Historiografi Tradisional
Historiografi Tradisional adalah penulisan sejarah tradisional yang dimulai dari zaman Hindu sampai masuk dan berkembangnya Islam di Indonesia.[1] Penulisan sejarah masa kerajaan tradisional berfungsi untuk merekam dan mewariskan kehidupan dinasti yang berkuasa kepada generasi berikutnya. Penulisan sejarah ini mengedepankan unsur keturunan (geneologi), tetapi mempunyai kelemahan dalam struktur kronologi dan unsur biografi. Penulisan sejarah tradisional umumnya tentang kerajaan, kehidupan raja, dan sifat-sifat yang melebih-lebihkan raja dan para pengikutnya. Historiografi ini berkembang pada masa Hindu-Budha dan Islam.[2]
Zaman Hindu-Buddha sunting
Tradisi tulis pada masa Hindu-Buddha berkembang dengan pesat sehingga tecipta 1000 buah naskah di seluruh nusantara. Berdasarkan isinya, bentuk-bentuk kesustraan pada masa Hindu-Buddha tersebut terdiri atas tutur, (kitab keagamaan), castra (kitab hukum), wiracarita (cerita kepahlawanan), dan kitab-kitab cerita yang berisi ajaran keagamaan, sejarah dan moral. Sampai dengan zaman Majapahit bahasa yang dipakai dalam naskah sejarah adalah bahasa Jawa kuno. Sesudah dalam naskah sejarah adalah bahasa Jawa tengahan. Berdasarkan bentuknya naskah sejarah zaman Hindu-Buddha terdiri atas gancaran (prosa), dan tembang (puisi). Tembang pada masa Jawa kuno disebut kakawin dan tembang pada masa Jawa tengahan disebut kidung.[2]
Setelah bangsa Indonesia mengenal huruf Pallawa dan bahasa Sanskerta pertumbuhan dan perkembangan bahasa tulisan serta seni sastra berlangsung dengan cepat. Dengan dikenalnya aksara Pallawa atau sering juga disebut dengan huruf Pascapallawa nenek moyang bangsa Indonesia mampu mendokumentasikan pengalaman dalam kehidupannya.[2]
Terbitnya prasasti-prasasti dari kerajaan-kerajaan kuno, penggubahan karya sastra dengan berbagai judul, serta dokumentasi tertulis lainnya adalah berkat dikenalnya aksara Pallawa.

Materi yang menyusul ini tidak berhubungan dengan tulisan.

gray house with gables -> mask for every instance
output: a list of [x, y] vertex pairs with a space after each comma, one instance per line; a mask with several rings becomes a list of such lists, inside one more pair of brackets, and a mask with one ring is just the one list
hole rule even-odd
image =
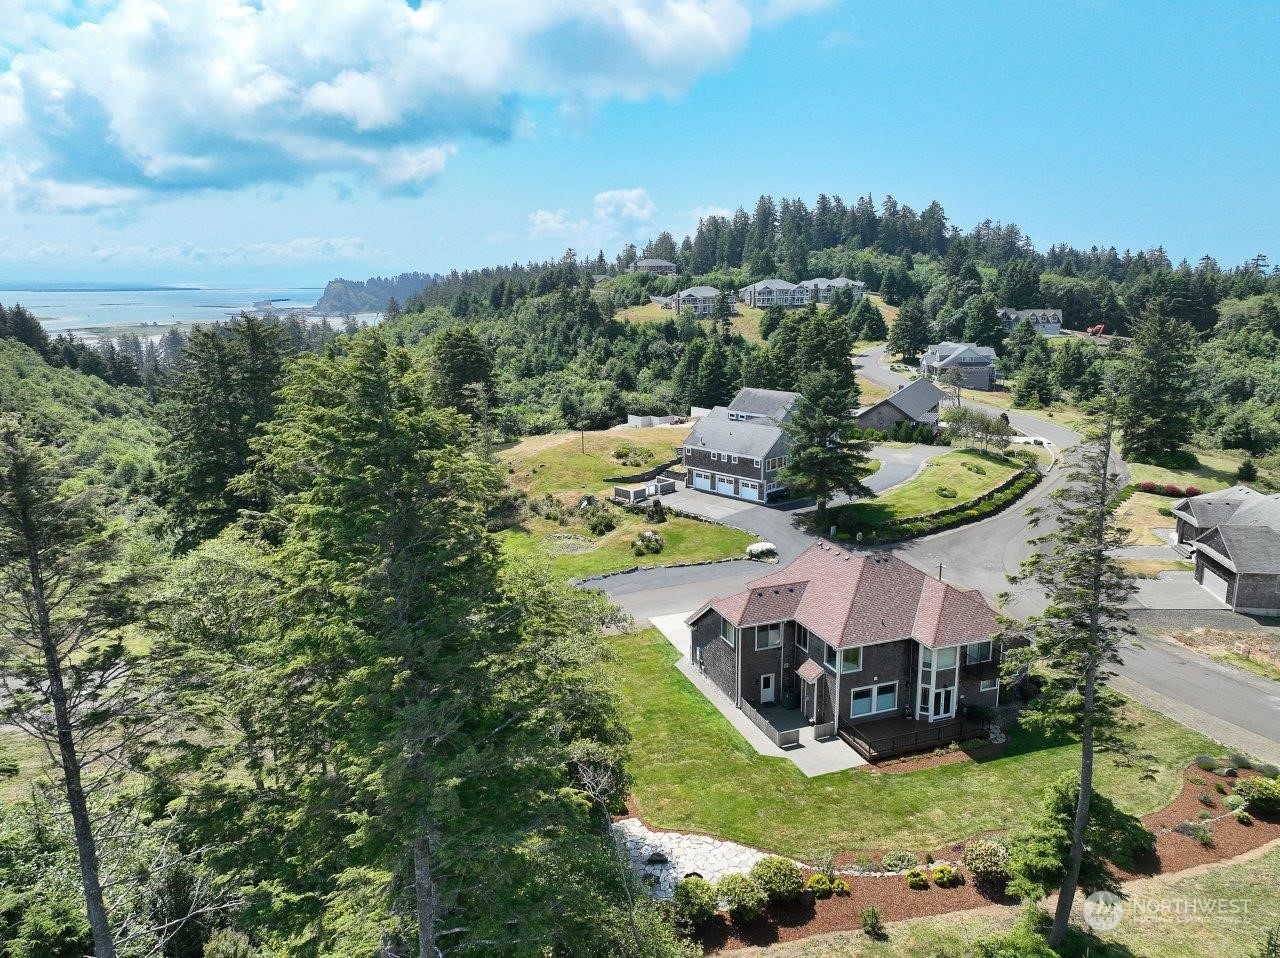
[[1182, 499], [1173, 515], [1201, 587], [1236, 612], [1280, 615], [1280, 496], [1232, 486]]
[[782, 426], [799, 398], [777, 389], [740, 389], [728, 406], [704, 415], [681, 450], [685, 485], [750, 502], [779, 492], [778, 472], [791, 451]]
[[814, 545], [686, 623], [734, 705], [798, 709], [869, 758], [980, 735], [972, 708], [1000, 701], [995, 612], [888, 553]]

Bahkan aksara Pallawa itu kemudian diubah oleh berbagai etnis Indonesia menjadi aksara Jawa kuno, Bali kuno, Sunda kuno, Lampung, Batak, dan Bugis Walaupun bahasa Sansekerta dan huruf Pallawa berpengaruh terhadap perkembangan bahasa, tulisan, dan seni sastra di Indonesia ,namun bahasa Sansekerta tidak pernah digunakan sebagai bahasa komunikasi antar kelompok masyarakat di Indonesia karena bahasa Sansekerta hanya digunakan para Brahmana dalam upacara keagamaan atau di lingkungan istana. Oleh karena itu, sebagai sarana komunikasi digunakan bahasa Melayu untuk berkomunikasi antar kelompok masyarakat di Indonesia. penggunaan bahasa Melayu sebagai bahasa komunikasi antar kelompok masyarakat di Indonesia diperkirakan dimulai sejak zaman kerajaan Sriwijaya pada abad ke-7.[2]
Selain pada batu prasasti, media yang digunakan untuk menulis adalah daun lontar (kropak), lempengan perunggu, lempengan emas, lempengan perak, nipah, bambu, kulit pohon, kayu, kain dan kertas. Selanjutnya tradisi tulis berkembang di luar istana dan di dalam istana.[2]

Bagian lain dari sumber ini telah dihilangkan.